Thank You Joe Ferraro
There's an old saying regarding an to all good things, and it appears as though the end has come for MavensMate which is sad news indeed.
A Game Changer
For those of us who battled daily with the Force.com IDE MavensMate proved to be revolutionary to the Salesforce development experience. Everything (and I mean everything) was faster. The UI was more pleasant to use without the block modal dialogs, and deployments were so much easier it was ridiculous: on Eclipse you'd have to check boxes for all the files you wanted to deploy, try it, fail, close the window and then start again if you needed to include something else. It was not a pleasant experience.
One of the biggest changes it wrought (at least from my point of view) as the introduction of resource bundles, which made working with static resources a breeze in comparison to the tediousness of the alternatives at the time.
Thank You
I don't know when I started using MavensMate as my force.com IDE, but it was somewhere around late 2012 to early 2013, and it's been my daily driver ever since. I tinkered with Illuminated Cloud and that will likely be my next tool of choice, but MavensMate was still working well, was fast, familiar and spending the time to change for the sake of it didn't make much sense.
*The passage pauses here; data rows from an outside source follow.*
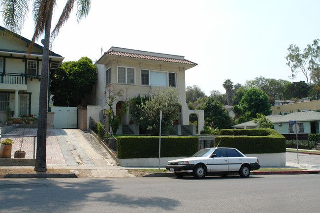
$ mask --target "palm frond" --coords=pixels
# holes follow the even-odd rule
[[[20,34],[22,26],[29,12],[29,0],[3,0],[1,10],[5,28],[14,32]]]

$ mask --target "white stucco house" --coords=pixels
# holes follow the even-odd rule
[[[37,115],[42,47],[34,44],[28,55],[31,41],[12,34],[0,26],[0,121],[6,122],[7,110],[11,117]],[[58,67],[64,57],[50,52],[50,68]],[[50,72],[49,72],[50,73]]]
[[[105,94],[111,88],[125,92],[131,98],[149,95],[155,90],[171,87],[177,90],[181,103],[180,115],[175,123],[177,134],[181,134],[185,128],[191,134],[195,133],[194,126],[189,124],[191,114],[197,116],[199,133],[204,126],[203,111],[189,110],[185,75],[187,70],[197,65],[184,56],[112,47],[96,62],[97,81],[93,92],[87,97],[88,117],[99,120],[99,113],[108,107]],[[113,106],[115,112],[121,104],[122,100],[118,100]],[[136,127],[129,123],[129,113],[130,108],[123,118],[121,125],[128,125],[137,134]],[[123,126],[117,133],[122,133]]]

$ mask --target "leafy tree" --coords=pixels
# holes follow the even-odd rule
[[[240,106],[244,112],[249,112],[248,115],[254,118],[256,118],[257,113],[267,116],[272,113],[268,95],[255,88],[251,88],[245,93],[240,101]]]
[[[112,132],[116,134],[121,123],[121,119],[128,111],[129,100],[128,97],[127,91],[118,90],[115,87],[112,86],[107,88],[105,94],[106,103],[109,106],[109,109],[105,110],[105,114],[108,117],[108,121]],[[117,102],[115,103],[115,101],[120,101],[121,103],[121,107],[118,108],[118,110],[117,110],[116,105],[116,108],[114,107],[114,104],[117,104]]]
[[[26,17],[29,13],[29,0],[2,0],[0,9],[3,11],[5,27],[8,30],[20,34]],[[60,29],[69,18],[76,2],[78,11],[78,22],[86,17],[89,12],[90,0],[75,0],[66,2],[62,14],[52,33],[53,39],[58,35]],[[32,42],[29,47],[29,53],[31,50],[34,41],[40,35],[44,34],[41,78],[40,85],[39,101],[39,120],[37,132],[36,157],[34,170],[37,171],[47,171],[46,161],[47,138],[47,104],[48,95],[48,71],[49,70],[49,54],[50,52],[50,31],[51,20],[56,0],[34,0],[32,11],[33,20],[35,22],[34,32]]]
[[[219,129],[230,128],[233,124],[232,118],[225,108],[213,97],[208,97],[199,110],[204,112],[205,125]]]
[[[96,80],[96,67],[87,57],[64,62],[51,75],[50,91],[55,106],[76,106]],[[74,90],[76,88],[76,90]]]
[[[312,44],[308,44],[307,48],[300,53],[300,48],[295,44],[290,44],[288,49],[288,53],[286,57],[288,65],[292,72],[290,78],[294,79],[299,72],[302,72],[307,79],[307,84],[310,85],[311,81],[309,81],[308,75],[313,75],[316,78],[320,75],[320,47],[319,42],[320,40],[315,39]]]
[[[219,101],[224,105],[228,104],[226,100],[226,94],[222,94],[219,91],[212,90],[210,91],[210,97],[212,97],[215,99]]]
[[[258,128],[273,128],[273,123],[263,114],[257,113],[254,122],[258,124]]]
[[[311,100],[320,99],[320,82],[316,82],[312,85],[309,91],[309,97]]]
[[[232,90],[233,90],[233,82],[231,81],[231,80],[228,79],[226,79],[224,82],[223,86],[224,88],[225,89],[225,93],[226,93],[226,100],[228,106],[232,106]]]
[[[193,85],[192,87],[188,86],[186,90],[186,101],[187,103],[193,103],[198,99],[205,96],[204,92],[201,90],[198,86]]]
[[[142,101],[140,104],[136,105],[140,113],[132,115],[131,119],[139,126],[146,127],[152,134],[159,135],[160,111],[161,110],[161,132],[168,133],[173,122],[179,118],[178,111],[181,104],[178,97],[178,92],[174,88],[156,91],[148,100]]]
I know others have contributed large amounts to MavensMate over the years, but it wouldn't have even if it existed in the first place if it wasn't for Joe. The impact Joe Ferraro has made on the Salesforce developer ecosystem can not be understated and should not be underestimated. It's made my life on the platform far better and saved me countless hours—scale that across all it's users and think it's clear that the savings across the board have been immense.
If you see this man around Dreamforce or some other Salesforce event, odds are good that you owe him at least 100 beers.
Joe I honestly appreciate the effort and sacrifices you have made over the years to keep this thing moving, you have honestly made a difference in the world.